The 8th IEEE International Conference on
COGNITIVE INFORMATICS
June 15-17, 2009
The Hong Kong Polytechnic University, Hong Kong
http://www.comp.polyu.edu.hk/conference/icci2009
Theme
Cognitive Computing and Semantic Mining
ICCI'09 Preliminary Program
On-line Paper Submission: http://www.easychair.org/conferences/?conf=icci2009
Scope
Cognitive Informatics (CI) is a cutting-edge and transdisciplinary research area that tackles the fundamental problems shared by modern informatics, computing, AI, cybernetics, computational intelligence, cognitive science, neuropsychology, medical science, systems science, software engineering, knowledge engineering, philosophy, linguistics, economics, management science, and life sciences. CI is a transdisciplinary enquiry on the internal information processing mechanisms and processes of the natural intelligence - human brains and minds - and their engineering applications in computing, computational intelligence, and the IT industries.
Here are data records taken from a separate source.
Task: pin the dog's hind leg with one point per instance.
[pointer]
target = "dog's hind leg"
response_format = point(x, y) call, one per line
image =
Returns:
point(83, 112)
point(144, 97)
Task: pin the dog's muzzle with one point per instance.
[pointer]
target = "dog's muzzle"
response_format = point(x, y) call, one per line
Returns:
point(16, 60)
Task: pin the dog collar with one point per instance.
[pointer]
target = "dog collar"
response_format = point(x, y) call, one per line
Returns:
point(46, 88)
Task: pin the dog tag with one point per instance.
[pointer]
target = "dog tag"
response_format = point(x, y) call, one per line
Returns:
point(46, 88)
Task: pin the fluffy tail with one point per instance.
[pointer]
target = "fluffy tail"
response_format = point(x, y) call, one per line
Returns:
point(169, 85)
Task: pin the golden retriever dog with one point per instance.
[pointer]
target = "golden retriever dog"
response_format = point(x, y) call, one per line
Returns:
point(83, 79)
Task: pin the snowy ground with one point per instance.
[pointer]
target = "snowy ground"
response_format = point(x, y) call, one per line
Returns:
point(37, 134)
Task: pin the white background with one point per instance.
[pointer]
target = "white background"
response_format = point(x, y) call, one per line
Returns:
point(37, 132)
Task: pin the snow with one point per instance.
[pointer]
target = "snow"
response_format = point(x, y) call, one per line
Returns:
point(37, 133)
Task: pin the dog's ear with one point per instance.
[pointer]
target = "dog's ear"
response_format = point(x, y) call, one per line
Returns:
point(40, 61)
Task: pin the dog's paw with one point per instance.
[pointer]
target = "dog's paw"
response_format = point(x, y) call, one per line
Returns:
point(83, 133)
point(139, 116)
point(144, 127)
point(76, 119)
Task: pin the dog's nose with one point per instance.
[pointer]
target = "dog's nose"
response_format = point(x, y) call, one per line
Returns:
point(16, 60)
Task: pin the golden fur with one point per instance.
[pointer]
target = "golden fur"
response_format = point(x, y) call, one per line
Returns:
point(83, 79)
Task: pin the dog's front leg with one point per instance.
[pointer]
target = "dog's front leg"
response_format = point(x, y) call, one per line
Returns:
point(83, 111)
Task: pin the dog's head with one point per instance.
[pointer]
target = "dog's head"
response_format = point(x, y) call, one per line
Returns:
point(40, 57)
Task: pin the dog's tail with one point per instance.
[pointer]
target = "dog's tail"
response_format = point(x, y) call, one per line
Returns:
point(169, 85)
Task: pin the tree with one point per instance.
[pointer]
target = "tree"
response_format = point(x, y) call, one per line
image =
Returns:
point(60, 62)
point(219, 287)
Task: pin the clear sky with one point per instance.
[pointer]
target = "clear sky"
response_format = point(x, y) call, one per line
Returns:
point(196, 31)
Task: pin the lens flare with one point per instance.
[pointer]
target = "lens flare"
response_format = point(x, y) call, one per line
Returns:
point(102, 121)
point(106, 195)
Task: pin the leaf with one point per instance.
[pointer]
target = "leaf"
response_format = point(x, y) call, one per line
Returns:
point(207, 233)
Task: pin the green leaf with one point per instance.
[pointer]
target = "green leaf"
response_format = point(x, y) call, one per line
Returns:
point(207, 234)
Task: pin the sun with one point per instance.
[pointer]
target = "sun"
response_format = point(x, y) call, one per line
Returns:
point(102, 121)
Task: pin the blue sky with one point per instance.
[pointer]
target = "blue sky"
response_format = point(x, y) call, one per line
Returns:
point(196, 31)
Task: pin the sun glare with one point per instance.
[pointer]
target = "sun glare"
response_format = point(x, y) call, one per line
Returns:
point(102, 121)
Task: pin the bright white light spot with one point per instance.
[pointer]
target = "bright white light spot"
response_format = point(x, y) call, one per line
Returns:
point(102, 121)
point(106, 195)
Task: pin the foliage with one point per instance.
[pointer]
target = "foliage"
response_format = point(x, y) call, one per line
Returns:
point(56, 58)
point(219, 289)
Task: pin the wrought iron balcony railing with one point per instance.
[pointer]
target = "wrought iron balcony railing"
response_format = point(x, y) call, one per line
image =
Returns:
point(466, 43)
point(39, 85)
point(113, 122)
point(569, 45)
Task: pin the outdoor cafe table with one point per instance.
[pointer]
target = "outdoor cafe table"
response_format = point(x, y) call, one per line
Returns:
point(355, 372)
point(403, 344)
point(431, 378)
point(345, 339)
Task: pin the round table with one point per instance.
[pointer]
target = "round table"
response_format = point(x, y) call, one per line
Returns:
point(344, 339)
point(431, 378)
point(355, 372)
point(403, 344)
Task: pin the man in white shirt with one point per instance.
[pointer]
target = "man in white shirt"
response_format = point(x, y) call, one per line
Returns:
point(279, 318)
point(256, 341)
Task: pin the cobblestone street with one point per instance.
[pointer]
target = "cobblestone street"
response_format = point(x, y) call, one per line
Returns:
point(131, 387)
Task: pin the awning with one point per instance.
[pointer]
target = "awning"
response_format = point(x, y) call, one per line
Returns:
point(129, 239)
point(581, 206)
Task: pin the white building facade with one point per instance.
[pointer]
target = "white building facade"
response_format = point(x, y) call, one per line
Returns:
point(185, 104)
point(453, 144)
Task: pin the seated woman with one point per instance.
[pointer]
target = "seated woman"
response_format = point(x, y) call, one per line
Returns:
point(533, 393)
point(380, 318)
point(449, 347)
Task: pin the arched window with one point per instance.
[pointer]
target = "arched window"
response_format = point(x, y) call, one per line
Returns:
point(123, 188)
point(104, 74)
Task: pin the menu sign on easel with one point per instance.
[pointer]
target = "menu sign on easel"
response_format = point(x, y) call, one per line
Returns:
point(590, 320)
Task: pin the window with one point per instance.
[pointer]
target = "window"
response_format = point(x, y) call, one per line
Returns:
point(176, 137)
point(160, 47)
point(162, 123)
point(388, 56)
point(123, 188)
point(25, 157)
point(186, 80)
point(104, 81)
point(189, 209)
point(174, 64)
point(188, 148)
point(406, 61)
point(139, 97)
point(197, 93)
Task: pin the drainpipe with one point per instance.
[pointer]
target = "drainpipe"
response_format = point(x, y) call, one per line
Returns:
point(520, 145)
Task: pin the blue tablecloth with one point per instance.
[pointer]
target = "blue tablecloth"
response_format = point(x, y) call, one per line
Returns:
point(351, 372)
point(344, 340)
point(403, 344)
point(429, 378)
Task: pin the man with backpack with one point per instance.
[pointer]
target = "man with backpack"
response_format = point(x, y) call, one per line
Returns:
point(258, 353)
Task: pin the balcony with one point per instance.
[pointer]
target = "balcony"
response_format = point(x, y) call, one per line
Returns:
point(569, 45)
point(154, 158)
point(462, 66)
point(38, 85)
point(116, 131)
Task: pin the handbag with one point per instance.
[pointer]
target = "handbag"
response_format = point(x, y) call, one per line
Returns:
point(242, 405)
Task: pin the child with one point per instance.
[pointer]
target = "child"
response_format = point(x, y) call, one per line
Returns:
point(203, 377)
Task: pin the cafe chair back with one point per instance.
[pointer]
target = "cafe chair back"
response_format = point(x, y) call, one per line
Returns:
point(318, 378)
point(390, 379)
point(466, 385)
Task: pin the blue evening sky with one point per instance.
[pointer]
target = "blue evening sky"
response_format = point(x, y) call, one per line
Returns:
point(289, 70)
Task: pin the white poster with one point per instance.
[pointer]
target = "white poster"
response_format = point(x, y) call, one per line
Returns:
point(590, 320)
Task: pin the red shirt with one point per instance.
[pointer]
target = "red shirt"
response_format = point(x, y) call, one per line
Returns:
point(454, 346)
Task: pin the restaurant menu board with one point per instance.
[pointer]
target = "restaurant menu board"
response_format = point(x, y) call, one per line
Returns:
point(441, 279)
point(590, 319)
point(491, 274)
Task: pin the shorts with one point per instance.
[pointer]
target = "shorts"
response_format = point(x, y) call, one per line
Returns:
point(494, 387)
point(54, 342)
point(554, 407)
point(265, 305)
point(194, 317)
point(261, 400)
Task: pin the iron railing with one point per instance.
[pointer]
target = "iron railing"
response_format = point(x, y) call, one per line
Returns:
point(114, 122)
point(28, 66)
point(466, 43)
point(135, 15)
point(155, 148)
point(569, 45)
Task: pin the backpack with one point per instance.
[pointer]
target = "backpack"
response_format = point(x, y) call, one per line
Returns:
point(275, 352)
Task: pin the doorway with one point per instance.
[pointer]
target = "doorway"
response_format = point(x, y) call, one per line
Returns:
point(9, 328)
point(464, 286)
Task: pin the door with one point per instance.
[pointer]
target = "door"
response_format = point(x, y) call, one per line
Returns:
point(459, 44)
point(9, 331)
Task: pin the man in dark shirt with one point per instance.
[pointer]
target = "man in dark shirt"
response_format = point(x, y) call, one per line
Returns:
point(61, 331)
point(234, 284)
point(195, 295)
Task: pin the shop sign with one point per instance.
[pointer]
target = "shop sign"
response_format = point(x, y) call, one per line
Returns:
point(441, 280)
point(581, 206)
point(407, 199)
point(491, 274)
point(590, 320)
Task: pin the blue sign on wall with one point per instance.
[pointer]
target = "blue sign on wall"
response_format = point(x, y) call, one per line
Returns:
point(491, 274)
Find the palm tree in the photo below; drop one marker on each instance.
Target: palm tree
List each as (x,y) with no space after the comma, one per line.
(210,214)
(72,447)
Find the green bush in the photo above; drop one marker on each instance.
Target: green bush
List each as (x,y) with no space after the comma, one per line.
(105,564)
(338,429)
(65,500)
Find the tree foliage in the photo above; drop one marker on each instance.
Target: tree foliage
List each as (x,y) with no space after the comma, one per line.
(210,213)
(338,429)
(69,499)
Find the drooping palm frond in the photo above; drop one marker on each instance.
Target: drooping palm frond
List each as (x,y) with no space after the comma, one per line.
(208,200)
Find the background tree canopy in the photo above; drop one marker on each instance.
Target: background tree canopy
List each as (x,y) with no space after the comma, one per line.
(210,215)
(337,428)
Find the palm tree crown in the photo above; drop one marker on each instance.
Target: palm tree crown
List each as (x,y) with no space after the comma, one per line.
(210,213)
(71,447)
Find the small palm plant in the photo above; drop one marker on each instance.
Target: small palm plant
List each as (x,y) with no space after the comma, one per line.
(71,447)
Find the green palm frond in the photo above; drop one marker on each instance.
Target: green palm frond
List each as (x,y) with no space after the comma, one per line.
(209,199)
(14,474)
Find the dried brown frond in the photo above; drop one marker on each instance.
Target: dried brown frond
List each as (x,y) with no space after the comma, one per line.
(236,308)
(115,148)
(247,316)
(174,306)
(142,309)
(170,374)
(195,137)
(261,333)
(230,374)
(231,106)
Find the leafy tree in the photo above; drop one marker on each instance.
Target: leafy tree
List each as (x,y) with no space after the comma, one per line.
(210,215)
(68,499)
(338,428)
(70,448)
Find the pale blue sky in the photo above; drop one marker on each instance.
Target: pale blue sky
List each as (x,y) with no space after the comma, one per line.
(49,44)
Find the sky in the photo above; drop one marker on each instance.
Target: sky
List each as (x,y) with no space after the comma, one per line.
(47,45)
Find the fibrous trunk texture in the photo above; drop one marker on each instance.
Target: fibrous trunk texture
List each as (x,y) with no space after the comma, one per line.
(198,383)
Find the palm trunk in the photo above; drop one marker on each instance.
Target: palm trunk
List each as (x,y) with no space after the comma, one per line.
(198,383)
The development and the cross fertilization between the aforementioned science and engineering disciplines have led to a whole range of extremely interesting new research areas known as CI. Following the first seven successful conferences on Cognitive Informatics (ICCI’02 through ICCI’08), the 8th IEEE International Conference on Cognitive Informatics (ICCI’09) focuses on the theme of Cognitive Computing and Semantic Mining The objectives of ICCI¡¦09 are to draw attention of researchers, practitioners, and graduate students to the investigation of cognitive mechanisms and processes of human information processing, and to stimulate the international effort on cognitive informatics research and engineering applications.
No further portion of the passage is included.